简体   繁体   English

基于多个条件语句创建新列 pandas dataframe

[英]creating new column based on multiple conditional statements pandas dataframe

I have a machine dataset with the below details.我有一个包含以下详细信息的机器数据集。

Sample df:样本df:

在此处输入图像描述

Need to create a new column called "Quality Match" , and that column indicates whether the current shift Planned Quality is the same as the actual Quality .需要新建一个名为“Quality Match”的列,该列表示当前班次Planned Quality是否与实际Quality相同

Below are the conditions.以下是条件。

1.)First of all, need to check the planned Quality is the same as the Actual Quality , if yes>>>Update "Quality Match" as 0. 1.)首先,需要检查计划的质量是否与实际质量相同,如果是>>>更新“质量匹配”为0。

2.) 2.1 If they are different from each other, need to check previous shift's actual quality is the same as the current actual quality and 2.2 if not need to check Planned Quality column and where are previous shift's Actual quality lastly located and get the all unique qualities after that to the current cell and check whether the current actual quality contains in that selected qualities. 2.) 2.1 如果不同,需要检查上一班的实际质量与当前实际质量是否相同; 2.2如果不需要检查计划质量栏,上一班的实际质量最后定位在哪里并得到所有之后对当前单元格的唯一品质,并检查当前实际品质是否包含在所选品质中。

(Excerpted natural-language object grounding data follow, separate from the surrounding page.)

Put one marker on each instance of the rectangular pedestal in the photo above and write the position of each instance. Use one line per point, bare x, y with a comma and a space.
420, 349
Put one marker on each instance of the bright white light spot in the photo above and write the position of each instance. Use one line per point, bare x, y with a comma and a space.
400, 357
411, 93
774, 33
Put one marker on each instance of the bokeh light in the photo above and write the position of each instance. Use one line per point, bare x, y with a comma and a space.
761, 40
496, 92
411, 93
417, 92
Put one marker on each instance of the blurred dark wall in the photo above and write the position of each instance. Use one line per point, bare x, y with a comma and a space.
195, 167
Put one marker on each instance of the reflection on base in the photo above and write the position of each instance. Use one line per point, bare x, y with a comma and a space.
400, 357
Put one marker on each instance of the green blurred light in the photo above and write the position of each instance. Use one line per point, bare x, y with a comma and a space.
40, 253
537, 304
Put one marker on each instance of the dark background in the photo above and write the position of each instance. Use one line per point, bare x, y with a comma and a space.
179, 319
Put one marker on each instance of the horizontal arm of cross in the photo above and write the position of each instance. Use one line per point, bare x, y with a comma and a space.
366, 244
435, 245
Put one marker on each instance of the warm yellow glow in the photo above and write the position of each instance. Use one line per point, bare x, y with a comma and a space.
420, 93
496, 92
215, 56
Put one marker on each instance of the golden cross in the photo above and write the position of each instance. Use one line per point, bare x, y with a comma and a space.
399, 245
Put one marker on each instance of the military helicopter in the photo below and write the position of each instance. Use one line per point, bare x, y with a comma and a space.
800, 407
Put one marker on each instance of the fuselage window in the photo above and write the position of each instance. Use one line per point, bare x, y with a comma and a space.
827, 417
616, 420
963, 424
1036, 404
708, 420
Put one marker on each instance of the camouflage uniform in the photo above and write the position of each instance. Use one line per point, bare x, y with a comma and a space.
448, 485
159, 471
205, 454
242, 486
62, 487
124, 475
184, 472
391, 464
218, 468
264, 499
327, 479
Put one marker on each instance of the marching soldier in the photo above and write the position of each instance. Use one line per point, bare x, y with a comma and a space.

if any of the 2.1 or 2.2 conditions satisfied>>>Update "Quality Match" as -1如果满足 2.1 或 2.2 条件中的任何一个>>>将“质量匹配”更新为 -1

3.) Otherwise, update "Quality Match" as 1 3.) 否则,将“质量匹配”更新为 1

Ex: Please check cell 177, this shift's planned quality(Quality A) and Actual quality(Quality B) are different, then check the previous shift's Actual Quality(Quality C) its also not the current Actual quality(B), and then need to check Whether Before the current shifts' Planned Quality include Previous Shift Actual Quality(C), yes it is lastly situated at 166.then get the all the unique qualities till to the current cell(167 to 176), check that quality list contains current quality(Quality B), yes it is then updated "Quality Match" as -1.例如:请检查单元格 177,本班的计划质量(质量 A)和实际质量(质量 B)不同,然后检查上一班的实际质量(质量 C)也不是当前的实际质量(B),然后需要检查当前班次的计划质量是否包括上一班实际质量(C),是的,它最后位于 166。然后获取所有独特的质量直到当前单元格(167 到 176),检查质量列表是否包含当前质量(质量 B),是的,然后将“质量匹配”更新为-1。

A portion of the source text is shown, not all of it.